Earlier this month the UK’s Information Commissioner, Elizabeth Denham, told MPs on the UK parliament’s committee for exiting the European Union that a bespoke data agreement that gave the ICO a continued role after Brexit would be a far superior option to an adequacy agreement — pointing out that the UK stands to lose influence at a time when the EU is setting global privacy standards via the General Data Protection Regulation (GDPR), which came into full force last Friday.

“At this time when the GDPR is in its infancy, participating in shaping and interpreting the law I think is really important. And the group of regulators that sit around the table at the EU are the most influential blocs of regulators — and if we’re outside of that group and we’re an observer we’re not going to have the kind of effect that we need to have with big tech companies. Because that’s all going to be decided by that group of regulators,” she warned.

“The European Data Protection Board will set the weather when it comes to standards for artificial intelligence, for technologies, for regulating big tech. So we will be a less influential regulator, we will continue to regulate the law and protect UK citizens as we do now, but we won’t be at the leading edge of interpreting the GDPR — and we won’t be bringing British values to that table if we’re not at the table.”

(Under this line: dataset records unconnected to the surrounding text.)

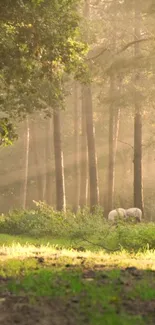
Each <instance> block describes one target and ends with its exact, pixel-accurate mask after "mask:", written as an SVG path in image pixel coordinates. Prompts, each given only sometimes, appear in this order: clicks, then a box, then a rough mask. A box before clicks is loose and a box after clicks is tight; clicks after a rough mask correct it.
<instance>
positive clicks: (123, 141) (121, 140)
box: [118, 140, 134, 149]
mask: <svg viewBox="0 0 155 325" xmlns="http://www.w3.org/2000/svg"><path fill="white" fill-rule="evenodd" d="M118 141H119V142H121V143H123V144H126V145H128V146H129V147H130V148H132V149H134V147H133V146H132V145H131V144H130V143H127V142H124V141H122V140H118Z"/></svg>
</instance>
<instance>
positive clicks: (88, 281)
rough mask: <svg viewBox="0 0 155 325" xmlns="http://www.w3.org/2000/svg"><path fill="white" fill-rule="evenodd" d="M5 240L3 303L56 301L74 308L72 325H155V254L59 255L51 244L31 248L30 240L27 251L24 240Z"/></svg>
mask: <svg viewBox="0 0 155 325" xmlns="http://www.w3.org/2000/svg"><path fill="white" fill-rule="evenodd" d="M3 237H5V235H3V236H1V239H2V238H3ZM6 240H7V241H8V242H9V246H6V245H3V246H1V248H0V249H1V251H0V252H1V254H2V250H4V251H5V255H1V262H0V279H1V281H0V293H1V299H2V303H4V304H5V303H6V301H7V299H8V298H7V297H8V293H9V297H10V295H11V296H12V297H19V298H20V299H21V297H22V299H26V297H27V298H28V302H27V303H28V305H30V306H36V305H38V303H39V302H40V301H41V300H42V299H43V300H44V301H45V299H50V300H51V299H52V301H53V303H54V302H55V303H56V304H58V305H59V304H60V305H61V306H62V305H64V306H70V308H71V309H72V312H73V311H74V314H75V315H76V319H74V323H73V324H81V325H82V324H90V325H100V324H109V325H114V324H118V325H130V324H132V325H134V324H135V325H144V324H148V325H149V324H152V325H153V324H154V321H155V314H154V311H153V310H155V272H154V270H155V253H154V251H150V250H148V251H146V252H145V253H142V252H139V253H129V252H125V251H122V252H117V253H111V254H108V253H106V252H105V251H103V250H100V251H98V252H91V251H85V252H79V251H76V250H73V249H66V248H65V247H64V248H63V249H61V250H58V249H57V248H58V247H55V246H52V245H50V244H49V243H48V245H46V246H45V245H40V246H39V247H38V246H37V245H36V246H35V245H34V243H33V244H31V245H29V244H28V238H25V240H26V242H27V244H26V245H25V244H24V243H22V239H21V242H20V243H19V242H18V240H19V237H17V238H16V237H13V236H6ZM44 240H45V239H44ZM11 241H12V243H13V244H12V245H11ZM0 242H2V241H0ZM36 243H37V240H36ZM32 256H33V257H32ZM144 261H145V262H144ZM133 266H136V268H135V269H134V268H130V267H133ZM127 268H128V269H127ZM31 308H32V307H31ZM66 308H67V307H66Z"/></svg>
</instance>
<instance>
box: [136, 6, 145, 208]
mask: <svg viewBox="0 0 155 325" xmlns="http://www.w3.org/2000/svg"><path fill="white" fill-rule="evenodd" d="M134 4H135V8H134V9H135V30H134V33H135V41H136V40H137V39H140V27H139V20H140V12H139V5H138V4H137V2H136V1H134ZM134 50H135V51H134V52H135V53H134V54H135V57H138V56H139V54H140V48H139V44H138V43H135V45H134ZM136 70H137V69H136ZM136 70H135V76H134V83H135V116H134V206H135V207H137V208H140V209H141V210H142V211H144V202H143V184H142V182H143V178H142V108H141V106H140V104H139V101H138V99H137V86H138V85H139V83H140V72H139V70H138V71H136Z"/></svg>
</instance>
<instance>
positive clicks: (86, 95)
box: [83, 85, 99, 211]
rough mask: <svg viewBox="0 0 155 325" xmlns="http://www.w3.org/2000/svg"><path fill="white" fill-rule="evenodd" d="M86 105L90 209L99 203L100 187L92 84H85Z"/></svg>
mask: <svg viewBox="0 0 155 325" xmlns="http://www.w3.org/2000/svg"><path fill="white" fill-rule="evenodd" d="M83 92H84V93H83V94H84V107H85V114H86V115H85V116H86V134H87V144H88V167H89V186H90V210H91V211H93V209H94V207H95V206H97V205H98V204H99V187H98V175H97V157H96V148H95V130H94V123H93V105H92V92H91V86H90V85H87V86H86V85H84V88H83Z"/></svg>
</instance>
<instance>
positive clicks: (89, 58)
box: [87, 48, 108, 61]
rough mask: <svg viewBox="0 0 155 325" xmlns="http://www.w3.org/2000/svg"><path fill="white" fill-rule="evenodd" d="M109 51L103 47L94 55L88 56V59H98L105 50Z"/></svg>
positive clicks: (88, 59)
mask: <svg viewBox="0 0 155 325" xmlns="http://www.w3.org/2000/svg"><path fill="white" fill-rule="evenodd" d="M106 51H108V49H107V48H103V49H102V50H101V51H100V52H99V53H98V54H96V55H94V56H92V57H88V58H87V61H90V60H96V59H97V58H99V57H100V56H101V55H102V54H103V53H104V52H106Z"/></svg>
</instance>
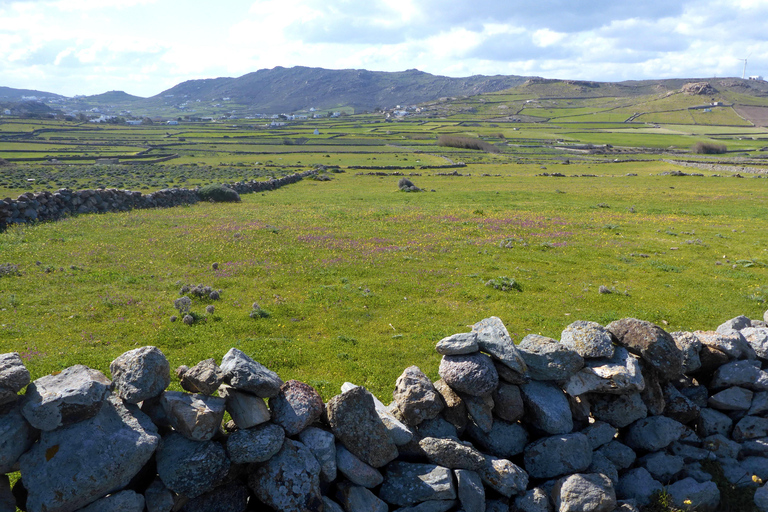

She also pointed out that without a bespoke arrangement to accommodate the ICO her office would also be shut out of participating in the GDPR’s one-stop shop, which allows EU data protection agencies to work together and co-ordinate regulatory actions, and which she said “would bring huge advantages to both sides and also to British businesses”.

Huge advantages that the UK stands to lose as a result of Brexit.

With the ICO being excluded from participating in GDPR’s one-stop shop mechanism, it also means UK businesses will have to choose an alternative data protection agency within the EU to act as their lead regulator after Brexit — putting yet another burden on startups as they will need to build new relationships with a regulator in the EU.

The Irish Data Protection Commission seems the likely candidate for UK companies to look to after Brexit, when the ICO is on the side lines of GDPR, given shared language and proximity. (And Ireland’s DPC has been ramping up its headcount in anticipation of handling more investigations as a result of the new regulation.)

But UK businesses would clearly prefer to be able to continue working with their domestic regulator. Unfortunately, though, Brexit closes the door on that option.

We’ve reached out to the ICO for comment and will update this story with any response.

The UK government has committed to aligning the country with GDPR regardless of Brexit — as it seeks to avoid the economic threat of EU-UK data flows being cut off if it’s not judged to be providing adequate data protection.

Looking ahead that also essentially means the UK will need to keep its regulatory regime aligned with the EU’s in perpetuity — or risk being deemed inadequate, with, once again, the risk of data flows being cut of (or at very least businesses scrambling to put in place alternative legal arrangements to authorize their data flows, and saddled with the expense of doing so, as happened when Safe Harbor was struck down in 2015).

So, thanks to Brexit, it will be the rest of Europe setting the agenda on regulating AI — with the UK bound to follow.